Chemical Enhanced Oil Recovery (EOR) techniques have recently seen a new revival owing to high oil consumption and favorable conditions that drove the oil price in a range where use of chemical is becoming economically viable. Advancements in technologies and understanding of past failures also contribute to this revival. However it appears that there is a lack of a comprehensive tool which allows exploration and assessment of combined chemical EORs at the field scale, and which can be driven dynamically to simulate realistic field applications.

In this paper we propose a set of integrated models for polymer-brine, surfactant, alkaline and foam including ions exchange for calculating effective salinities. These models can be driving by a set of flexible field management functionalities which allow a dynamic optimization of the use of the chemicals to maximize oil contact and ultimately its recovery.

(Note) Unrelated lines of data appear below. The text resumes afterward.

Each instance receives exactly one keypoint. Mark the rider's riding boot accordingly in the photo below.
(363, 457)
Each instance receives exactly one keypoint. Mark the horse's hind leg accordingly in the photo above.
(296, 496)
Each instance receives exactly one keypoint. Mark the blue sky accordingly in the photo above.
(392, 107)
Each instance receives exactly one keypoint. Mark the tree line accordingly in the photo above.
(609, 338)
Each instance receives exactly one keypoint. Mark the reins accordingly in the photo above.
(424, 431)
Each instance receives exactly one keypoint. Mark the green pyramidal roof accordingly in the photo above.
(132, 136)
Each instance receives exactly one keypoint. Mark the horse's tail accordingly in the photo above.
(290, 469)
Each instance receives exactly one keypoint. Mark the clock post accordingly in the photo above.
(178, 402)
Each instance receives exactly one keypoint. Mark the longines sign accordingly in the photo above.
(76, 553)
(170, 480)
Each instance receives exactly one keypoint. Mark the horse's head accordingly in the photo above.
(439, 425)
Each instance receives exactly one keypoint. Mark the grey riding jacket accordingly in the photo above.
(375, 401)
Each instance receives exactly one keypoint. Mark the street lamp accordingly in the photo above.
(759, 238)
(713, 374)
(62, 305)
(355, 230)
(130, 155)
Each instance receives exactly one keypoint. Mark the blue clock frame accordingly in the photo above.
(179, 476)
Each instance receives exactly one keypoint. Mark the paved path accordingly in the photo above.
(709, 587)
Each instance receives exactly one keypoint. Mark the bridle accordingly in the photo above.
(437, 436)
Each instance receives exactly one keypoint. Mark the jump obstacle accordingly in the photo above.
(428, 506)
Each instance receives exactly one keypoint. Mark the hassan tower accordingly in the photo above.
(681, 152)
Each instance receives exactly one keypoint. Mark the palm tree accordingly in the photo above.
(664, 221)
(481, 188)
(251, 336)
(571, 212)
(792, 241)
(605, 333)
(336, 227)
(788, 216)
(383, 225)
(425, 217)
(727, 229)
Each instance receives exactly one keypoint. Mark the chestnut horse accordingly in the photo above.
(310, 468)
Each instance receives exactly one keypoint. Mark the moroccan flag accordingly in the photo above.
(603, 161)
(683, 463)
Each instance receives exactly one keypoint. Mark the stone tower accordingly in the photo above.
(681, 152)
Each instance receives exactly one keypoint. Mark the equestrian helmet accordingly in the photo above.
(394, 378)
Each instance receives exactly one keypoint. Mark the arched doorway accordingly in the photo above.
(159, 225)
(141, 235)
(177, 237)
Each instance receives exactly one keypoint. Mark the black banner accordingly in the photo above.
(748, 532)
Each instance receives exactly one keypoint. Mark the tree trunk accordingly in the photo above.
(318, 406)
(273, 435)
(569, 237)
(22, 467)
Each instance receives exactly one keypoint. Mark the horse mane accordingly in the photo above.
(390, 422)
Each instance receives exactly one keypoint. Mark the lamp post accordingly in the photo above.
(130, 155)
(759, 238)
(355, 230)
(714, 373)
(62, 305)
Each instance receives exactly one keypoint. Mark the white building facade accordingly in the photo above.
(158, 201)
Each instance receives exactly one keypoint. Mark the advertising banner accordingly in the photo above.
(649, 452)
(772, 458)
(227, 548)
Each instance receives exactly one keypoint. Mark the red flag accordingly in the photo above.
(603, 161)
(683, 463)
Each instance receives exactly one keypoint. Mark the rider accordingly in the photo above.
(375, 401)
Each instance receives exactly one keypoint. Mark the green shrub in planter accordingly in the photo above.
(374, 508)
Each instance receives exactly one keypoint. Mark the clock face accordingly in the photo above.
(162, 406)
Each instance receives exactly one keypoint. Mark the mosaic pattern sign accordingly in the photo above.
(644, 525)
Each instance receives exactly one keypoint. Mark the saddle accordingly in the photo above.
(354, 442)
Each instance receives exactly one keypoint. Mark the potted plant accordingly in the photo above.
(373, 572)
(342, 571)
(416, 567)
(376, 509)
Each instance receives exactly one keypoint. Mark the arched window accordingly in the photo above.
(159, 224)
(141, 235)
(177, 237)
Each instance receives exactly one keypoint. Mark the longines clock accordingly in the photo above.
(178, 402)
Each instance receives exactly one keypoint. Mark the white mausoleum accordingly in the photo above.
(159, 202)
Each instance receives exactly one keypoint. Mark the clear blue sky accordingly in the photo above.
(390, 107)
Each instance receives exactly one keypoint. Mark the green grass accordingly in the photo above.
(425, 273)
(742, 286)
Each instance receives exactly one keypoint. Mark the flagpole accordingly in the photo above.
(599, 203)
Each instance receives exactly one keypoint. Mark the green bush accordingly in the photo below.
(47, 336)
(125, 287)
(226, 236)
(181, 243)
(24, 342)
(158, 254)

A work flow to assess the balance of viscous, capillary and gravity forces involved in the EOR process is proposed to pre-screen the type of chemicals needed to modify the force balance. This approach will precede and guide the dynamic optmization.


Exploration for hydrocarbons is reaching global frontiers, and the short- and long-term challenges will be to maximize recovery from existing fields. As an important subset of the enhanced oil recovery (EOR) offering, chemical EOR techniques have developed as an economical and viable alternative for increasing oil recovery. Their success though relies heavily on a thorough understanding and ne-tuning of the chemical interactions between the injected chemicals, the fluids in place, and the rock. These interactions eventually determine optimal injection and production scenarios and ultimately the total increment in oil recovery.

Modeling of processes such as alkaline-surfactant-polymer (ASP) flooding, low salinity water flooding, solvent flooding, and foam injection for gas mobility control require a detailed description of the EOR agent interaction with the rock and reservoir fluids. This includes flexible modeling of solution viscosities, non-Newtonian behavior,

permeability reductions due to adsorption (e.g. in polymer flooding), capillary de-saturation effect due to decreasing oil-water interfacial tension, chemical losses to the formation due to adsorption, change of wettability characteristics, and chemicals degradation, to mention just a few.

However, the success and cost-effective design of EOR projects relies on the ability to model complex combinations of these processes in realistic reservoir settings while taking into account limitations in surface equipment, project economics, and consistency in the numerical solution. Being able to monitor the chemicals within the reservoir and being able to adapt the injection and production schedule automatically become key elements in optimizing chemical EOR processes.